Hypothetically Square could pay over $20m more in 2019, while Salesforce (4x bigger than Sq) pays less than $10m. Taxes would grow at rates multiple times our adj. revenue, which no company can sustain. Not an issue for Salesforce/Twitter, but unfair to Sq and fintech startups.
— jack 🌍🌏🌎 (@jack) October 19, 2018
Es sind aber nicht nur die hohen Kosten. Auch die Innovationskraft der legendären Technologieregion scheint abzunehmen, attestiert etwa die Wirtschaftsprüfungsgesellschaft KPMG. Mehr als die Hälfte der dort 740 befragten Experten glaubt, dass San Francisco seine Führungsposition als Innovationsvorreiter bis 2023 verlieren werde. Dann neuer Spitzenreiter (zumindest nach Meinung der Befragten): New York.
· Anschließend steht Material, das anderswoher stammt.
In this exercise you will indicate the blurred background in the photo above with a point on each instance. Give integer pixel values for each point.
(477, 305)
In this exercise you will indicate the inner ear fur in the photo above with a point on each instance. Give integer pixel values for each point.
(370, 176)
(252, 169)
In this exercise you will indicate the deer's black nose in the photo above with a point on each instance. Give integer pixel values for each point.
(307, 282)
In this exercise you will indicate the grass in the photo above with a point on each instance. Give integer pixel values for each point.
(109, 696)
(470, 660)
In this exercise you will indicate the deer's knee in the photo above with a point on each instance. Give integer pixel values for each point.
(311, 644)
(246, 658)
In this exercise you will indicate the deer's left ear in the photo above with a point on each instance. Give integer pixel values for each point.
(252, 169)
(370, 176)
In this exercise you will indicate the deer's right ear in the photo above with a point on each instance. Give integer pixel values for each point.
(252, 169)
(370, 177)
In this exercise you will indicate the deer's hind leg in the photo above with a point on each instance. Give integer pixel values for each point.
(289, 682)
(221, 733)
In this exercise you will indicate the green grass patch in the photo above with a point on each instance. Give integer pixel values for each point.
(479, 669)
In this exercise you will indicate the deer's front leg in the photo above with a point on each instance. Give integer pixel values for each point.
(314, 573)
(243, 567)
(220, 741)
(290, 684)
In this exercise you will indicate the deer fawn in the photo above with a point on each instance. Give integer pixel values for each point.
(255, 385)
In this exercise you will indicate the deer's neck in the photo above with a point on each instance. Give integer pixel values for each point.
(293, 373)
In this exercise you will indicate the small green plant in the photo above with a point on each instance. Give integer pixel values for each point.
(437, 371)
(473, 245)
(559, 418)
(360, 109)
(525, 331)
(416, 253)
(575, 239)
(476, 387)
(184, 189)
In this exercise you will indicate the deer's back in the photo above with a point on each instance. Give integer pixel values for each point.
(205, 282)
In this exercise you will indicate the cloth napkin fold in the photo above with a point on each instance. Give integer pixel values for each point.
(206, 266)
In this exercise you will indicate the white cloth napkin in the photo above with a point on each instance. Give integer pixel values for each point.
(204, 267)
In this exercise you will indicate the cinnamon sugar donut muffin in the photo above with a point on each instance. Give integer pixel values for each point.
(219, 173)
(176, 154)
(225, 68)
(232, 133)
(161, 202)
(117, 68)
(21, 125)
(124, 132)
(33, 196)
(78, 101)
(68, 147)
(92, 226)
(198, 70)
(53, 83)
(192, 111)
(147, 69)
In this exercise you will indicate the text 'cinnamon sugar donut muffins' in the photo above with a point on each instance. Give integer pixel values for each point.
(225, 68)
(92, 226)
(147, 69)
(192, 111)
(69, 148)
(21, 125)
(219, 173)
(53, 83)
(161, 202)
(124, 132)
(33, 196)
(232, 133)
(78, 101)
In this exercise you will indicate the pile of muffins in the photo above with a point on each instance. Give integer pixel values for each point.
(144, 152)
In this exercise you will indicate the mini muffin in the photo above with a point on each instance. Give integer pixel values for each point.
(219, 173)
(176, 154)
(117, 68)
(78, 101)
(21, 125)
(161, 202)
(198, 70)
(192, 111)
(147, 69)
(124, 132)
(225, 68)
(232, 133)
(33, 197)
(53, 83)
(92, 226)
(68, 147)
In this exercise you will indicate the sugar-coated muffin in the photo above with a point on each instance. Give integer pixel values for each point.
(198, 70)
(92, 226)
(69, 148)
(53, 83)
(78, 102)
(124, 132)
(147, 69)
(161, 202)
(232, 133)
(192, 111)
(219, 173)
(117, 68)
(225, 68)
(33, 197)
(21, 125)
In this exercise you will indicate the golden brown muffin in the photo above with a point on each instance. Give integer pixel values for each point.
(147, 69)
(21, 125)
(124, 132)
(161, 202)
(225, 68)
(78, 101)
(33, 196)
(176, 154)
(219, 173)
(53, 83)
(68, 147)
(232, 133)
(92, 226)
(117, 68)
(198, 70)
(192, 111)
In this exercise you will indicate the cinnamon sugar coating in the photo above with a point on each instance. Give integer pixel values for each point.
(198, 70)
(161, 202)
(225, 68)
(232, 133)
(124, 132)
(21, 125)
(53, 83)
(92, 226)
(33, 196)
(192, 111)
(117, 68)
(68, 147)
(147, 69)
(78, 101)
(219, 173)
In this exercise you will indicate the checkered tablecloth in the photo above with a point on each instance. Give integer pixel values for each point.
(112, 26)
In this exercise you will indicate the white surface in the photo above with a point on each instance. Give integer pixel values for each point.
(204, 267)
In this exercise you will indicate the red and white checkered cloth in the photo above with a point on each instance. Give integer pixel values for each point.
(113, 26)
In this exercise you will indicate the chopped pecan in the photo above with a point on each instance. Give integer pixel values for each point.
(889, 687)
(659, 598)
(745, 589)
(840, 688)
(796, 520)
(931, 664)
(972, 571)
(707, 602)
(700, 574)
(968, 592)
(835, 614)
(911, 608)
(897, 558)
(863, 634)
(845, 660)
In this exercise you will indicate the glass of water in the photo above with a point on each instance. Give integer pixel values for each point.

Die Stadt wird derzeit regelrecht mit Risikokapital überschwemmt, heißt es nicht nur in der KPMG-Studie – auch James Patchett erlebt das so. Er ist Präsident der Wirtschaftsfördergesellschaft New York City Economic Development Corporation. „Immer mehr Hedgefonds und Private-Equity-Gesellschaften interessieren sich für New Yorker Startups“, sagt Patchett, der eng mit Bürgermeister Bill de Blasio zusammenarbeitet. Das Interesse am Standort werde von Tag zu Tag größer, sagt er. „Selbst kalifornische Investoren schauen sich inzwischen hier um.“
Auch für Will Sealy war schnell klar, dass er sein Fintech an der Ostküste gründen würde. Direkt nach seinem MBA startete er Summer, eine Software, die Studenten hilft, günstige Studienkredite zu finden. „Hätte ich mein Unternehmen vor 15 Jahren gegründet, wäre ich verrückt gewesen, nicht ins Silicon Valley zu gehen“, sagt der Yale-Absolvent. Inzwischen aber habe sich die Branche komplett verändert. Das Valley sei für ihn einfach nicht mehr in Frage gekommen.
Kapital und Talent: Das waren lange die großen Vorzüge der Westküste. Wer unternehmerisch etwas erreichen wollte, zog ins Silicon Valley. Auch Sealy hat dort jahrelang gearbeitet. Als er dann aber selbst gründen wollte, habe er die Märkte verglichen, Talent und Kapital abgewogen. Von beidem gebe es in San Francisco genügend, sagt Sealy. Aber noch viel mehr davon sei in New York vorhanden. „Klar gibt es Absolventen, die in Berkeley oder Stanford studiert haben und dann nach San Francisco ziehen, einfach weil es direkt um die Ecke ist“, so der 32-Jährige. Das sei aber mit den Unis der Ivy League nicht anders: Harvard, Princeton, Yale und Columbia – acht der prestigeträchtigsten Universitäten der Welt sind an der Ostküste der USA beheimatet. Es sei inzwischen unter Ive-League-Absolventen angesagt, an der Ostküste zu bleiben, sagt Sealy.
Mehr als 900 Fintechs verorten ihren Hauptsitz inzwischen in New York, rechnet etwa der Immobilien-Dienstleister Savills vor. Zwar ist London mit mehr als 1.000 städtischen Finanz-Startups nach wie vor weltweiter Spitzenreiter. San Francisco schafft es mit weniger als 600 Fintechs jedoch gerade mal auf Platz drei.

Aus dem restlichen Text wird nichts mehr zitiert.